This protocol has been reported accordingly to the SPIRIT statements requirements. The complete SPIRIT checklist is available as an additional file and in the table at the end of the manuscript (additional file1).
Study design overview
The VESPA (Vortioxetine in the Elderly vs SSRIs: A Pragmatic Assessment) study is a randomized, parallel-group, multicentre, open-label, pragmatic, superiority trial. Over a 12-month recruitment period, psychiatrists from thirteen Italian Psychiatric Services will consecutively enrol in- and outpatients aged 65 or more suffering from an episode of major depression and requiring treatment with an antidepressant. Participants will be randomly allocated to vortioxetine or to one of the SSRIs. Apart from treatment allocation, clinicians and patients will be free of increasing or decreasing the dose according to clinical status and circumstances, as well as of stopping or continuing treatment as clinically indicated. Similarly, the use of concomitant medications during the study will be allowed according to clinical status and circumstances. Routine care outside the trial will continue as usual. During the study, participants will be seen as often as clinically indicated with no extra visits required for the trial. The only requirement will be follow-up visits at one, three, and six months of follow-up (Fig. 1).
As a consequence of these pragmatic characteristics oriented to resemble clinical practice as much as possible, both patients and clinicians will not be blind to pharmacological treatments provided during the trial. Blinding will be applied to outcome assessors and statisticians performing the analyses. The study has been designed according to the principles described in the CONSORT statement (extended version for pragmatic trials) [27] and in agreement with the SPIRIT 2013 statement [28] (see Appendix 1).

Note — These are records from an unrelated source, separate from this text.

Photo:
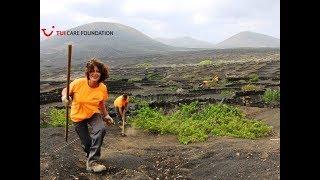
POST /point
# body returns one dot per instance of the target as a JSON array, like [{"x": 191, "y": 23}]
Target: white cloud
[
  {"x": 200, "y": 19},
  {"x": 82, "y": 18}
]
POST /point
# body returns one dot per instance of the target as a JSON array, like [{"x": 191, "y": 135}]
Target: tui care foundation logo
[{"x": 52, "y": 31}]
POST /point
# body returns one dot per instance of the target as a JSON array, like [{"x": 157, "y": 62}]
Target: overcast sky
[{"x": 208, "y": 20}]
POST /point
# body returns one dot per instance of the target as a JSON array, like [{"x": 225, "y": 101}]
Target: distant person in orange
[
  {"x": 87, "y": 99},
  {"x": 121, "y": 106}
]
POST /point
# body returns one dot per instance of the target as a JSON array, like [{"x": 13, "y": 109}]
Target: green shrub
[
  {"x": 271, "y": 96},
  {"x": 205, "y": 62},
  {"x": 250, "y": 87},
  {"x": 135, "y": 79},
  {"x": 227, "y": 93},
  {"x": 254, "y": 78},
  {"x": 194, "y": 123}
]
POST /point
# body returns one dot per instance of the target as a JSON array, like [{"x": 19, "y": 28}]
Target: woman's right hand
[{"x": 65, "y": 101}]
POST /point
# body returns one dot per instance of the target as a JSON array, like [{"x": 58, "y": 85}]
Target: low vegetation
[
  {"x": 253, "y": 78},
  {"x": 193, "y": 122},
  {"x": 57, "y": 118},
  {"x": 271, "y": 96},
  {"x": 205, "y": 62},
  {"x": 250, "y": 87}
]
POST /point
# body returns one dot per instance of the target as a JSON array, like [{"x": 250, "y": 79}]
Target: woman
[
  {"x": 121, "y": 106},
  {"x": 88, "y": 96}
]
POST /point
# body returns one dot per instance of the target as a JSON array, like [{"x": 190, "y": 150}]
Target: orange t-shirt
[
  {"x": 86, "y": 100},
  {"x": 120, "y": 102}
]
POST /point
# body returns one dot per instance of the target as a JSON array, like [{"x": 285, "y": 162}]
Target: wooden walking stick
[
  {"x": 68, "y": 81},
  {"x": 122, "y": 129}
]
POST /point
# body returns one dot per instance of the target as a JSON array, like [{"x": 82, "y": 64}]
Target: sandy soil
[{"x": 142, "y": 155}]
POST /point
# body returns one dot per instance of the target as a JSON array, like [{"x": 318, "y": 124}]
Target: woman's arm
[{"x": 103, "y": 108}]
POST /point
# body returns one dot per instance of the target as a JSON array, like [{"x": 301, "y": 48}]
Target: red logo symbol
[{"x": 45, "y": 33}]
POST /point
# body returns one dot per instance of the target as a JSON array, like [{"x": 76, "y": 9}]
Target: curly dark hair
[{"x": 104, "y": 69}]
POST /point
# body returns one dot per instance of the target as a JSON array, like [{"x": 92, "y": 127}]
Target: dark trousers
[
  {"x": 119, "y": 117},
  {"x": 91, "y": 145}
]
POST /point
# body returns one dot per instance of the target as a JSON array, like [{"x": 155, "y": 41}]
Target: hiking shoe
[{"x": 95, "y": 167}]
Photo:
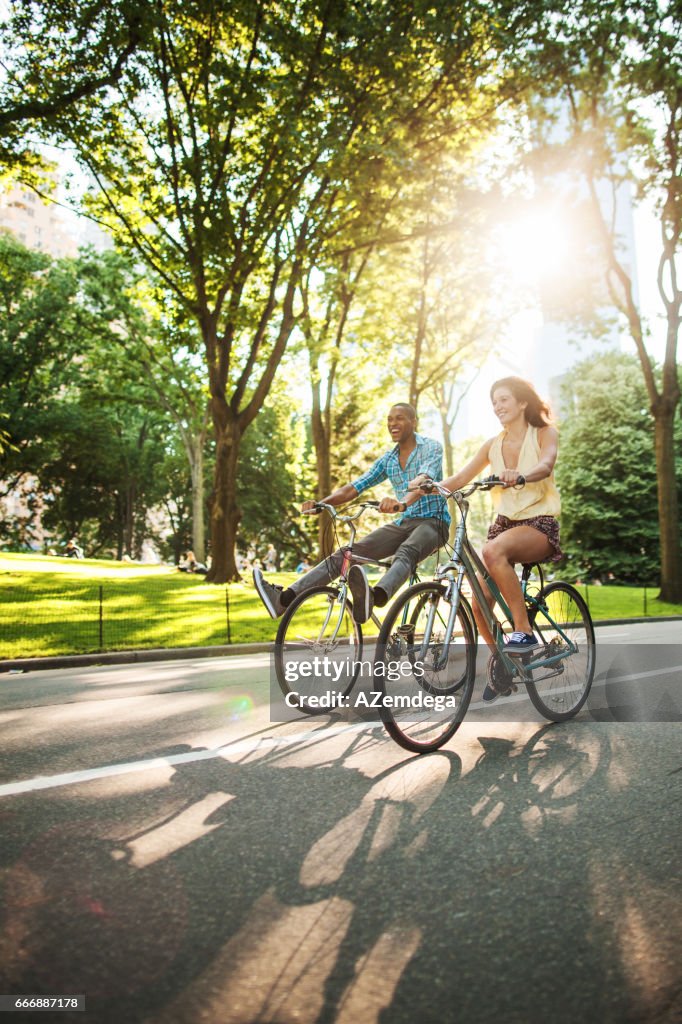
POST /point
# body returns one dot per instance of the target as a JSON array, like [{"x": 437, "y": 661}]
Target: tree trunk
[
  {"x": 669, "y": 521},
  {"x": 196, "y": 456},
  {"x": 321, "y": 442},
  {"x": 224, "y": 512}
]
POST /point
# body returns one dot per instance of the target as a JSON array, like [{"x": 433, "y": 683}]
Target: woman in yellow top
[{"x": 526, "y": 528}]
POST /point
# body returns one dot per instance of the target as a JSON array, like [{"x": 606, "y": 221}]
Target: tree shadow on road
[{"x": 286, "y": 884}]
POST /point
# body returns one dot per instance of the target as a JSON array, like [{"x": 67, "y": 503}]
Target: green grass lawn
[{"x": 52, "y": 605}]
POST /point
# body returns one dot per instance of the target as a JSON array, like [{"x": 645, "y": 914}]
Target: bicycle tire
[
  {"x": 559, "y": 695},
  {"x": 305, "y": 633},
  {"x": 417, "y": 724}
]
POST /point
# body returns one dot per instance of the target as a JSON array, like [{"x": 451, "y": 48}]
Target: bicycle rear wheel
[
  {"x": 425, "y": 687},
  {"x": 317, "y": 650},
  {"x": 561, "y": 622}
]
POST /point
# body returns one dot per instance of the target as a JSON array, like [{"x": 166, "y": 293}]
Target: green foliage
[
  {"x": 274, "y": 478},
  {"x": 606, "y": 472},
  {"x": 60, "y": 53}
]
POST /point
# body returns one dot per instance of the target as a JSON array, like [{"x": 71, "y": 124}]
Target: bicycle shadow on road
[{"x": 287, "y": 884}]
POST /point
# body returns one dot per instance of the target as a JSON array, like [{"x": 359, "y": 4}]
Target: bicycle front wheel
[
  {"x": 425, "y": 683},
  {"x": 317, "y": 651},
  {"x": 563, "y": 625}
]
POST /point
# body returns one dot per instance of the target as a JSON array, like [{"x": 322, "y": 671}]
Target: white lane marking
[{"x": 239, "y": 747}]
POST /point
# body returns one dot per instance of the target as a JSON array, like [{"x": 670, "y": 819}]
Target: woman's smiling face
[{"x": 505, "y": 406}]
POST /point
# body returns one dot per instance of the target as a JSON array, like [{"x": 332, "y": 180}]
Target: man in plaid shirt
[{"x": 421, "y": 527}]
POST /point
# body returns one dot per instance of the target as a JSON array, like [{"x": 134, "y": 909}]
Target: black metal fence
[{"x": 74, "y": 616}]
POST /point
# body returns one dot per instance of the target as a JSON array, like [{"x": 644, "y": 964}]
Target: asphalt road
[{"x": 173, "y": 855}]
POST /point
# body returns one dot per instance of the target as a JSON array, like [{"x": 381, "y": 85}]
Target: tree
[
  {"x": 82, "y": 431},
  {"x": 40, "y": 329},
  {"x": 233, "y": 138},
  {"x": 607, "y": 472},
  {"x": 619, "y": 70},
  {"x": 86, "y": 46},
  {"x": 99, "y": 476}
]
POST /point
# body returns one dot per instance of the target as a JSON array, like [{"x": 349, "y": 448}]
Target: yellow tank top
[{"x": 540, "y": 498}]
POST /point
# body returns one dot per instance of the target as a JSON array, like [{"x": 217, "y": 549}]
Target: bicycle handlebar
[{"x": 485, "y": 484}]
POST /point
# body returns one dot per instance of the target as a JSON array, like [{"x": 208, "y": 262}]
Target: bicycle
[
  {"x": 318, "y": 645},
  {"x": 423, "y": 706}
]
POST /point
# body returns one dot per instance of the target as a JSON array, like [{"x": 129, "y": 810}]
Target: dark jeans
[{"x": 409, "y": 542}]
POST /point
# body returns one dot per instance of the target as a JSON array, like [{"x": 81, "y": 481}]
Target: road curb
[{"x": 224, "y": 650}]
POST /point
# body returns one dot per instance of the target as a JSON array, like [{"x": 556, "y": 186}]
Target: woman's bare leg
[{"x": 520, "y": 544}]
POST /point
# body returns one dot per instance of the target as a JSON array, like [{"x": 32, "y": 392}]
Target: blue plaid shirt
[{"x": 427, "y": 458}]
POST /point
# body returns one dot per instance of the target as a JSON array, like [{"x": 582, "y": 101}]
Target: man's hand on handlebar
[
  {"x": 388, "y": 506},
  {"x": 421, "y": 482}
]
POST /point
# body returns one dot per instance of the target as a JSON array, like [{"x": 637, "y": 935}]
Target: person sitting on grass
[{"x": 420, "y": 528}]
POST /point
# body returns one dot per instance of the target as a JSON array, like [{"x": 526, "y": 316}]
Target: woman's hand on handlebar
[{"x": 511, "y": 478}]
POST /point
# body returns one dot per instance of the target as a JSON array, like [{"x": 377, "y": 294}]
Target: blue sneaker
[
  {"x": 500, "y": 683},
  {"x": 521, "y": 643},
  {"x": 361, "y": 594}
]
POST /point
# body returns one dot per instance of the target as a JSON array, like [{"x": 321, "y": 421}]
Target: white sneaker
[{"x": 269, "y": 593}]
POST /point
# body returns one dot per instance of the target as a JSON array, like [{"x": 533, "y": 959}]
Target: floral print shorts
[{"x": 547, "y": 524}]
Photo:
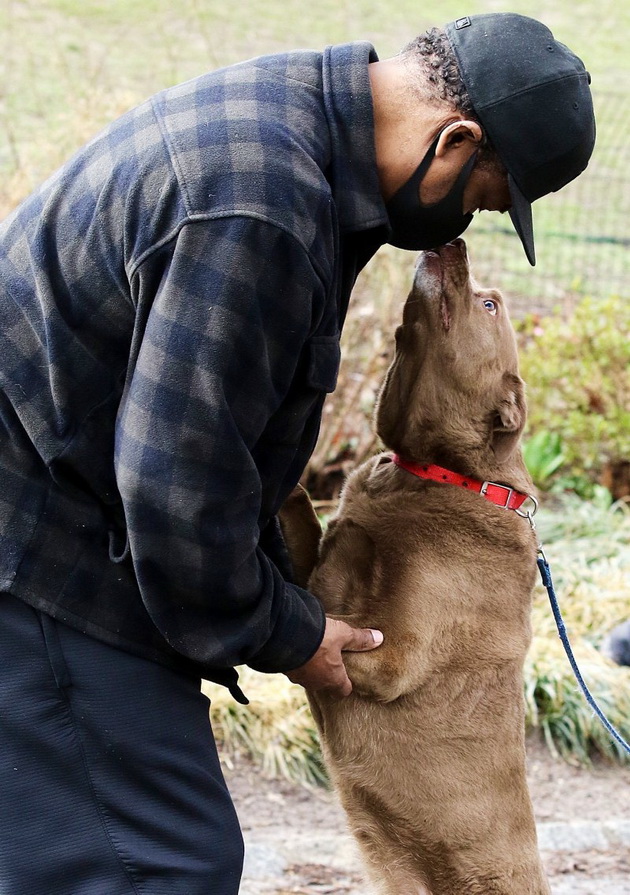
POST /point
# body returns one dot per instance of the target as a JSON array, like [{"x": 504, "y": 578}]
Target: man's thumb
[{"x": 363, "y": 639}]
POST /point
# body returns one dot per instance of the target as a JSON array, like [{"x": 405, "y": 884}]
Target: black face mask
[{"x": 416, "y": 226}]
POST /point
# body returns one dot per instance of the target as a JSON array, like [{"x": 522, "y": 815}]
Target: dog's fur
[{"x": 428, "y": 752}]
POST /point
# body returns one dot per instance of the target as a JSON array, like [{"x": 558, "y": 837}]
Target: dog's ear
[{"x": 509, "y": 418}]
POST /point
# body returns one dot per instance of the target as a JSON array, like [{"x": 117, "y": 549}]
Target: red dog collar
[{"x": 501, "y": 495}]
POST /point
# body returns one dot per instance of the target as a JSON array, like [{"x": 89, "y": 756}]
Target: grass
[{"x": 587, "y": 548}]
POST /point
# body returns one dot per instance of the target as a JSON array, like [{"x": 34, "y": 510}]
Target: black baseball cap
[{"x": 533, "y": 100}]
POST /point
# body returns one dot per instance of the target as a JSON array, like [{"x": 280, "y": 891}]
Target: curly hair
[
  {"x": 435, "y": 54},
  {"x": 443, "y": 82}
]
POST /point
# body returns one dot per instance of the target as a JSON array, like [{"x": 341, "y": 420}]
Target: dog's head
[{"x": 453, "y": 393}]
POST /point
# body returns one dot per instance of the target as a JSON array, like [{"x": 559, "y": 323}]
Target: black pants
[{"x": 110, "y": 782}]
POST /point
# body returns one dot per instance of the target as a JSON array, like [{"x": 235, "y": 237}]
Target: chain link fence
[{"x": 582, "y": 232}]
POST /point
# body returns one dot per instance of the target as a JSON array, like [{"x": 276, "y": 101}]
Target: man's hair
[
  {"x": 435, "y": 55},
  {"x": 443, "y": 82}
]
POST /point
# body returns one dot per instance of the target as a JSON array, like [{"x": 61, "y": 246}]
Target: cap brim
[{"x": 521, "y": 214}]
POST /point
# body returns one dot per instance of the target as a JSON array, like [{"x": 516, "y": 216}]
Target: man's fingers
[{"x": 362, "y": 639}]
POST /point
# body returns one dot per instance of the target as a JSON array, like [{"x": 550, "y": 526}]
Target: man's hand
[{"x": 326, "y": 671}]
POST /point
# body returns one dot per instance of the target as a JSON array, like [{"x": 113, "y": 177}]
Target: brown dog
[{"x": 428, "y": 752}]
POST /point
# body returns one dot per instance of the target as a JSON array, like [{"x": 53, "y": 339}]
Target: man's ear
[
  {"x": 457, "y": 133},
  {"x": 510, "y": 417}
]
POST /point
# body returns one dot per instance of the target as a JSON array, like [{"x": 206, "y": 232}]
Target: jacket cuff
[{"x": 297, "y": 634}]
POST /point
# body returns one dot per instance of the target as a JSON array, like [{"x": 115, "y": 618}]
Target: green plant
[
  {"x": 543, "y": 454},
  {"x": 577, "y": 370},
  {"x": 587, "y": 547}
]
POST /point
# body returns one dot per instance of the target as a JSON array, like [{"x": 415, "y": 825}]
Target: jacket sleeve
[{"x": 224, "y": 311}]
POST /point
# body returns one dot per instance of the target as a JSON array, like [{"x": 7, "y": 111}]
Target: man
[{"x": 171, "y": 303}]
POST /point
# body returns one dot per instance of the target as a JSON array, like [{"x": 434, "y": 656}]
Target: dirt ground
[{"x": 274, "y": 811}]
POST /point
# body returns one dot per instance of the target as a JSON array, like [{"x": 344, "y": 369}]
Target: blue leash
[{"x": 545, "y": 574}]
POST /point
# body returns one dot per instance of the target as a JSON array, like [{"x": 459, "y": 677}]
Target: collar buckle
[{"x": 509, "y": 492}]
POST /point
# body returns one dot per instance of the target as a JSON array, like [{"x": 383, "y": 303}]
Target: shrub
[{"x": 577, "y": 371}]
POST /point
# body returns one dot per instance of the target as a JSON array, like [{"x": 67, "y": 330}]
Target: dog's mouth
[{"x": 435, "y": 272}]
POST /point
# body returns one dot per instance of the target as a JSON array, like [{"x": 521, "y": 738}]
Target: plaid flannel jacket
[{"x": 170, "y": 307}]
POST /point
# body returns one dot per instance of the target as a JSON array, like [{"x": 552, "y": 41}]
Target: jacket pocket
[{"x": 324, "y": 357}]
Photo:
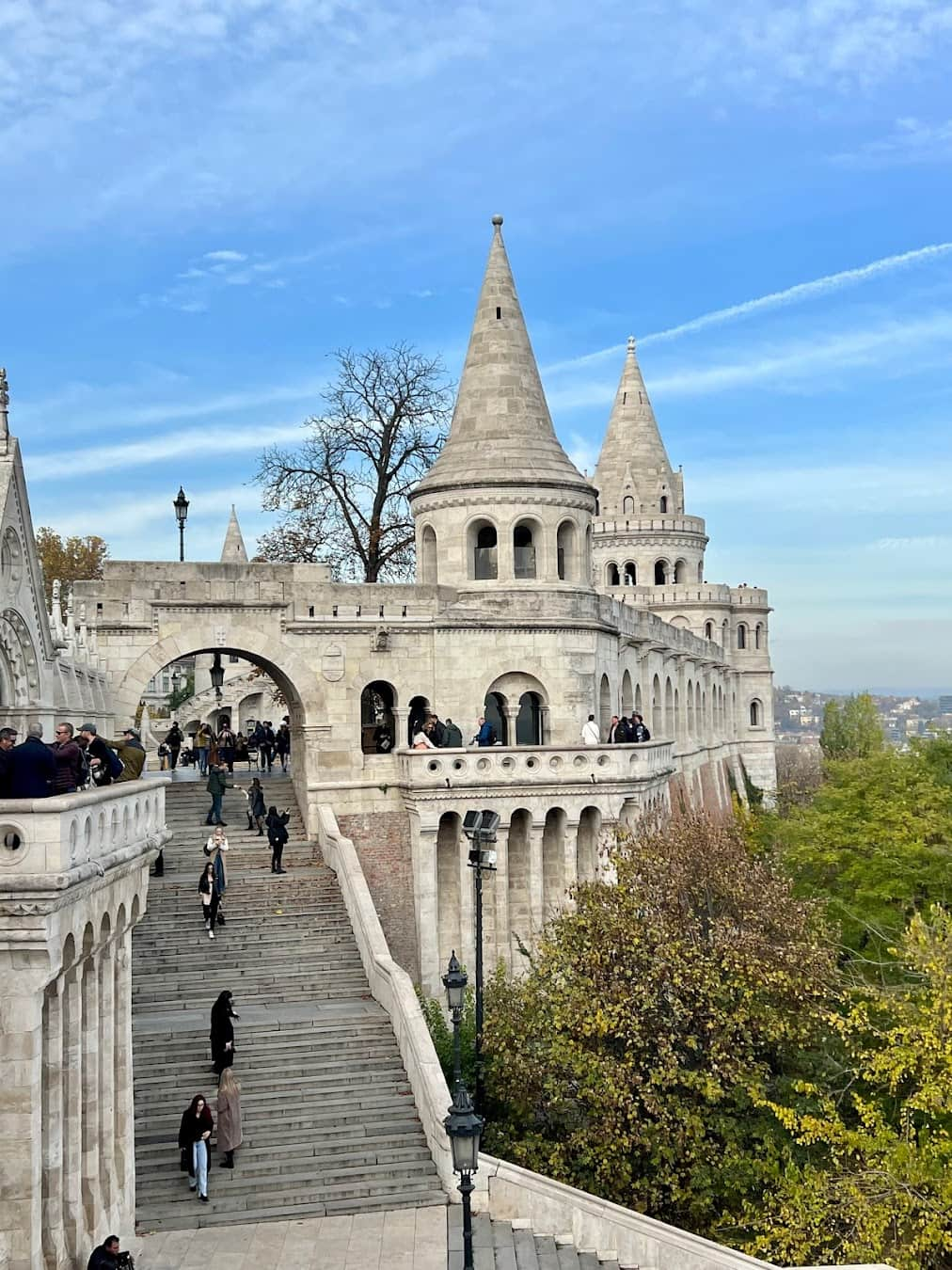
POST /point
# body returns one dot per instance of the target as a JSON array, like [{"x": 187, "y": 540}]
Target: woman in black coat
[
  {"x": 277, "y": 835},
  {"x": 222, "y": 1034},
  {"x": 195, "y": 1143}
]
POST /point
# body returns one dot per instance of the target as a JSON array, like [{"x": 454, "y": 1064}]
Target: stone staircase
[
  {"x": 513, "y": 1246},
  {"x": 329, "y": 1118}
]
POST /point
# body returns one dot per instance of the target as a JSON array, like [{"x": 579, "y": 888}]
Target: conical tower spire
[
  {"x": 501, "y": 431},
  {"x": 233, "y": 548},
  {"x": 633, "y": 472}
]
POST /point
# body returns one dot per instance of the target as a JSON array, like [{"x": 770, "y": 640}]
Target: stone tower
[
  {"x": 233, "y": 548},
  {"x": 643, "y": 536},
  {"x": 503, "y": 503}
]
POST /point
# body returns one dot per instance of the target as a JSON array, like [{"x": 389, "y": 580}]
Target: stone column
[
  {"x": 424, "y": 851},
  {"x": 107, "y": 1078},
  {"x": 54, "y": 1125},
  {"x": 73, "y": 1216},
  {"x": 536, "y": 888},
  {"x": 21, "y": 1123},
  {"x": 91, "y": 1132}
]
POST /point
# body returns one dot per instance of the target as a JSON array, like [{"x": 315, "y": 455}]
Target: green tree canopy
[
  {"x": 69, "y": 561},
  {"x": 622, "y": 1062},
  {"x": 852, "y": 728}
]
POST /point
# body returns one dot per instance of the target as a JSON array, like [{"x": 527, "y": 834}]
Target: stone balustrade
[
  {"x": 77, "y": 834},
  {"x": 73, "y": 875}
]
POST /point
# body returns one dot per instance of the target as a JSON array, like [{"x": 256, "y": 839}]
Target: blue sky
[{"x": 202, "y": 198}]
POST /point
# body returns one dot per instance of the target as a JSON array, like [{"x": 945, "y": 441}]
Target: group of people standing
[
  {"x": 621, "y": 730},
  {"x": 71, "y": 762},
  {"x": 197, "y": 1121},
  {"x": 211, "y": 747}
]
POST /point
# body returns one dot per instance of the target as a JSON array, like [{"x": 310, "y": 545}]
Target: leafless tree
[{"x": 342, "y": 496}]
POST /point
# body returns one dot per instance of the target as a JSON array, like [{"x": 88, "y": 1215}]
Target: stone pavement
[{"x": 410, "y": 1238}]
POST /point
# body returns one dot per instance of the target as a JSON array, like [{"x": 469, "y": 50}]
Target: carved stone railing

The study is financially supported by the Italian Medicines Agency (AIFA - Agenzia Italiana del Farmaco) and has already been approved by the Ethics Committee for Clinical Research of Verona and Rovigo (Comitato Etico per la Sperimentazione Clinica delle Province di Verona e Rovigo) (prot. n. 61211 of the 19/09/2018; Protocol version n. 1.5 of the 09/06/2018).
Assessment of pragmatism
To quantify the level of pragmatism of our study, we employed the pragmatic–explanatory continuum indicator summary-2 (PRECIS-2) [29]. This is a validated tool, developed to help investigators make design decisions consistent with the intended purpose of their trial. It explores nine domains (eligibility criteria, recruitment, setting, organisation, flexibility (delivery), flexibility (adherence), follow-up, primary outcome, and primary analysis), for each of which a score from 1 (very explanatory) to 5 (very pragmatic) is provided. The result is graphically summarized in Fig. 2.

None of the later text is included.